Why do writers pursue publication if they don't care that only a handful of people will ever look at their work? If we want no more than 26 people to read our poems, wouldn't it be simpler to find out their names and e-mail them the file? There's something truly disingenuous about insisting we don't want a large readership and then sending our manuscripts to a bunch of publishers. This attitude won't keep publishers (especially small presses) in business, and it certainly won't give us the ability to devote our energy to writing creatively as opposed to making a living (the two pursuits being mutually exclusive - not to keep harping on this point). In a nutshell, if poetry is just for poets, then it becomes a hobby and not a profession. I want poetry to be a profession. I want to earn compensation commensurate with my experience and education. I want every writer and publisher in Canada to spend less time working day jobs, writing grant applications and panhandling to corporations, and more time doing their jobs. (p 26)

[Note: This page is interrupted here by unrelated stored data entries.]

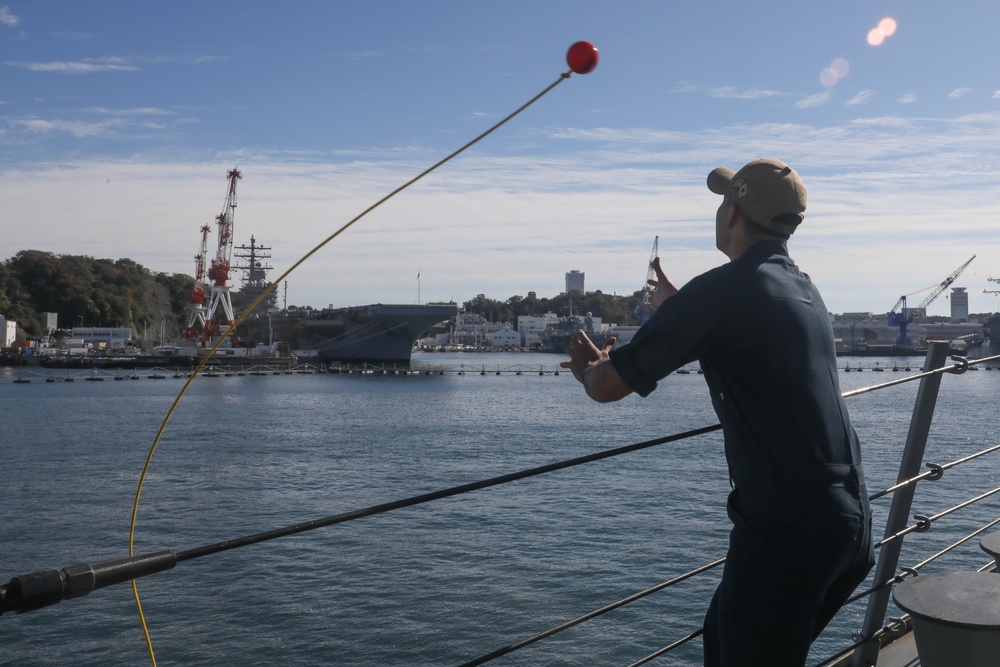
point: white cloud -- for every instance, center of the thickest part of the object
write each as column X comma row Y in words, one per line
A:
column 8, row 19
column 879, row 189
column 75, row 67
column 861, row 98
column 817, row 100
column 731, row 92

I completely agree. Unfortunately, print (or any other) media doesn't seem to take poetry seriously (much of the time), and it becomes even worse for a poetry in any way challenging. As far as poets and/or writers unwilling or uninterested in promoting their own publications after they appear, I don't even understand why they bother; why ask someone to spend thousands of dollars producing a book of yours and then refuse to tell anyone? It just makes no sense. I've seen to many of them over the years.

According to the colophon on the cover, BafterC "appears as often as is either possible or necessary." Check the website to find out how to get a copy, or submit to potential future issues.

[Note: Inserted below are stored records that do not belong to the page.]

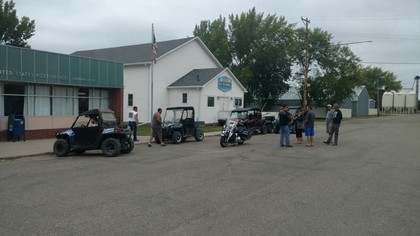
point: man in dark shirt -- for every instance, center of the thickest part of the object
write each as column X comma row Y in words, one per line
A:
column 285, row 119
column 337, row 116
column 309, row 126
column 156, row 128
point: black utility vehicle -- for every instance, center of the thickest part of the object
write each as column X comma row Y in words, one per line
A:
column 252, row 119
column 179, row 124
column 94, row 129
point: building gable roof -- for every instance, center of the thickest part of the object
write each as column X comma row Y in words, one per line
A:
column 139, row 53
column 197, row 77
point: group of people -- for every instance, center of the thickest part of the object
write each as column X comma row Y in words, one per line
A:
column 133, row 122
column 304, row 122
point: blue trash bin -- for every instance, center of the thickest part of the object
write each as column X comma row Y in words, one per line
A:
column 16, row 127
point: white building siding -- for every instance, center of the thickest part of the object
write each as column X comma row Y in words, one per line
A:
column 168, row 69
column 224, row 102
column 136, row 82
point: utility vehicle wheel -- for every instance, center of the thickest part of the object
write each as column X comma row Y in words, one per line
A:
column 177, row 137
column 111, row 147
column 61, row 148
column 157, row 140
column 224, row 141
column 199, row 135
column 127, row 145
column 264, row 129
column 270, row 128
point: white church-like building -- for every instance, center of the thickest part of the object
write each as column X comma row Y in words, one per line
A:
column 186, row 73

Philadelphia PA: If you remember any part of the late poetry journal Ixnay, then you should be excited about the ixnay reader, volume two that appeared sometime last year (but only recently in my mailbox). Still edited and published by the usual suspects, Chris McCreary and Jenn McCreary, the second volume of their ixnay reader includes sections by various poets, including Fran Ryan, Kaia Sand, Kevin Varrone, Daniel Hales, Jen Coleman, Pattie McCarthy, Eric Keenaghan and Eli Goldblatt.

I have to admit, Pattie McCarthy, author of two trade collections with Apogee Press, is one of my favourite (I should say, favorite) young American poets, so it was a joy to be able to go through her twelve part "iron :" that includes

6. hale & hearty, whole & hale—
a system of hereditary skepticism.
the ostrich [which
bird can consume iron] unnecessarily
fecund & vespid.

it's a delightful system (even a workable system).
the act or practice of opening a vein; (of insects)
bloodsucking— while it might
seem a bit medieval, this treatment, it is something
close to astonishing in its simplicity.

But really, there were parts of every section that were interesting, such as this fragment from Fran Ryan's "Blaise," that reads:

This is practice speaking through a violence.
Practice for a cut a practice speaking through fear.
Use these lines these are leaves in a light.
Practice for a cut mouth in a violent place.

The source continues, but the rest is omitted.